By Ms. Suzanne Ovel (Army Medicine)June 30, 2016
Unlike many Madigan residents, Capt. (Dr.) Quinton Hatch took a more roundabout route to becoming a doctor. The lankly surgeon, who started off as a high school student without much direction, joined the Marines as an infantryman before getting out and earning his undergraduate degree in microbiology.
While he left service before 9-11, once his buddies started to deploy he solidified his plans to become a doctor and meanwhile signed up to be an Army Reserve medic.
"To be honest, to become an Army doctor was the reason I became a doctor in the first place," Hatch said.
The captain explained that he specifically got on this career path to be in a position to take care of service members when they got wounded in battle.
"Ultimately what I found in going through the process is that I really like being a doctor in general… (but) at baseline that's, still why I'm here," he said. "That's why I've always been here."
On June 10, Hatch was one of 112 residents from 34 medical programs at Madigan who walked across the stage at the Health Care Professionals Graduation Ceremony to emerge as credentialed providers. Col. Michael Place, Madigan commander, spoke to the graduates about what it means to be an Army doctor.
"Many of you within the next few years are going to go off to dark, cold, usually wet places, and you are going to be that ray of hope," Place said. "Graduate today, celebrate today, but understand why we wear the uniform, and why we're asked to do what you volunteered to do."
That mission is very personal for Hatch, who called his most memorable time
in residency taking care of combat-wounded Soldiers.
"That was the most personally rewarding thing I did while I was here," he said.
Other highlights of his six years as a resident here include caring for a young pediatric patient with a complicated diagnosis and surgery and being able to check in with him repeatedly throughout the night to provide care and comfort. In fact, the focus of taking care of people is one of the things Hatch likes best about being a doctor.
"I like being in a position, when they're hurting in the middle of the night, to be able to go and say, 'I can take care of this for you,' and actually do it," Hatch said.
His own experiences helping his wife live with a chronic illness led him to consider the patient experience as a surgeon, so Hatch learned to take the extra time to explain to patients what care he is providing and why.
In fact, this lesson in compassion resonated with other recent graduates as well.
"I think one of the biggest things I actually learned was probably compassion and empathy," said Capt. (Dr.) Alicia Scribner, an obstetrics and gynecology doctor who also graduated this year. "It's important to be a good physician, to have a solid knowledge base and have good surgical skills but, at the end of the day, I think it's important to not lose sight of why you're working so hard, that you're actually there taking care of patients."

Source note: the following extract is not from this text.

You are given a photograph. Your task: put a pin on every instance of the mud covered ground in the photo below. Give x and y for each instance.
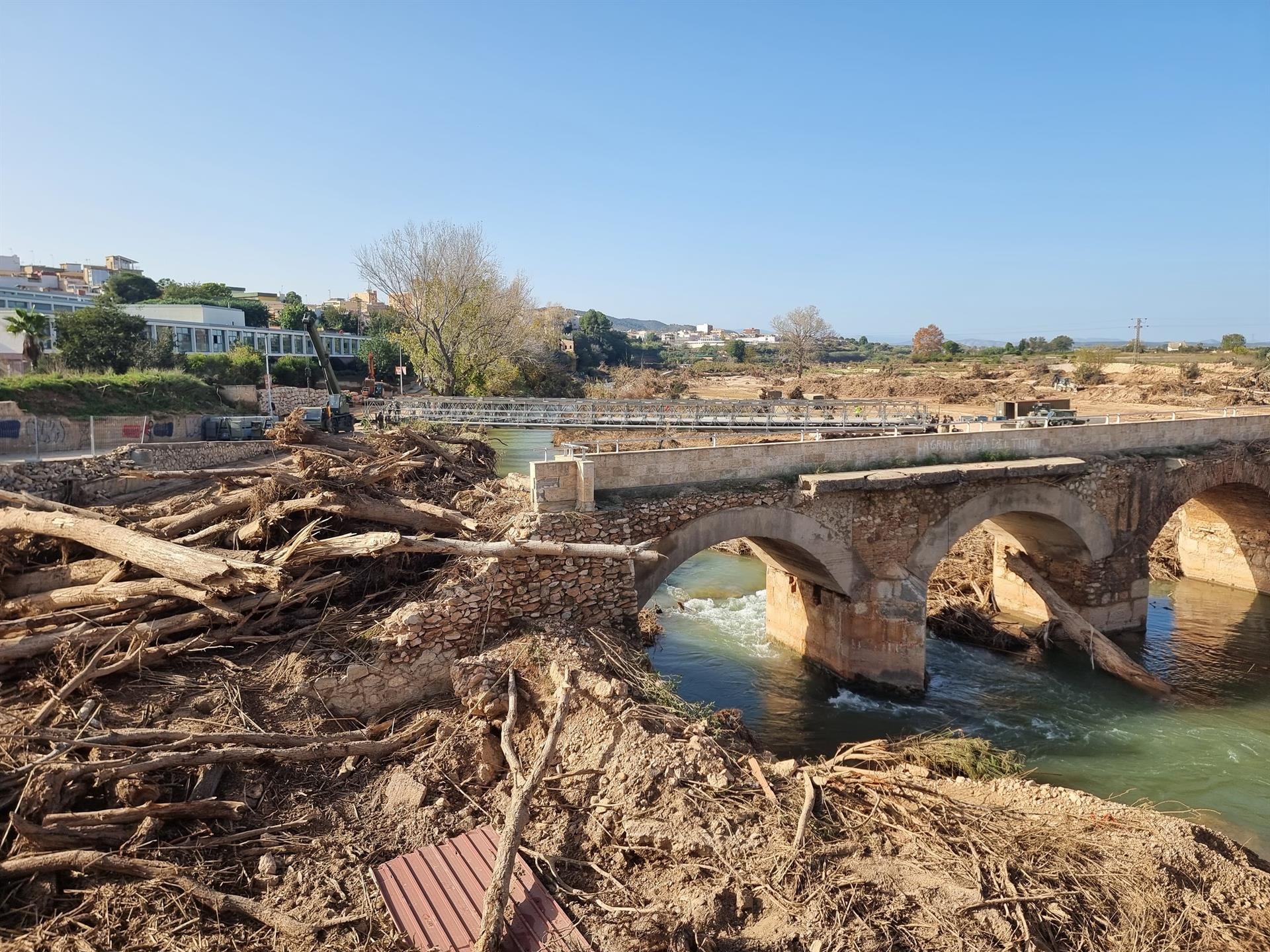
(651, 828)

She's cared for patients who came to her sick and distressed -- who came in concerned that masses might be cancerous, who were embarrassed to talk about incontinence, who couldn't be intimate with their spouses due to pain.
"It's really about that human interaction… and being able to deal with those delicate situations, and having compassion and empathy for them," she said.

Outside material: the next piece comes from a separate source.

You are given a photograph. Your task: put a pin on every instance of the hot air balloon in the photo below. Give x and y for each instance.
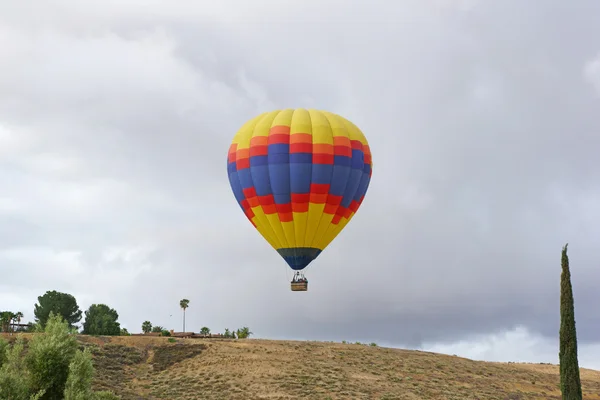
(299, 176)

During her residency, Scribner also found herself on the receiving end of that compassion from her fellow residents. Last year, her husband was diagnosed with stage three lymphoma.
"He went from a perfectly healthy person to within a couple of weeks having this diagnosis and it was terrifying," she said. "We hadn't even gone through our wedding photos yet."
Despite their own strenuous schedules, her fellow residents volunteered to take her night shifts, staff members provided her with care packages, and family medicine residents even provided her husband with care before he later transferred to Seattle.
"They all jumped in and helped me out and I just couldn't be more thankful to them for doing that," Scribner said, whose husband is now in remission. "They allowed me to take the time that I needed to take care of him, and I was very, very grateful for that."
While she plans to continue to work at Madigan as a credentialed doctor, Scribner's own path to getting here was just as unique as Hatch's. Although her undergraduate degree focused on biology and chemistry, Scribner took a couple of years off before getting her master's in public health.
That landed her at a hospital in Oakland, Calif., running an HIV screening program. She found inspiration working with an emergency department doctor who helped with the program while also providing one-on-one care to patients.
"I think I really craved that hands-on working with people," Scribner said.
Now that she's graduated from four years of residency, Scribner is excited to begin practicing medicine independently.
"I really want to make a difference," she said. "I think that's what drew me to medicine."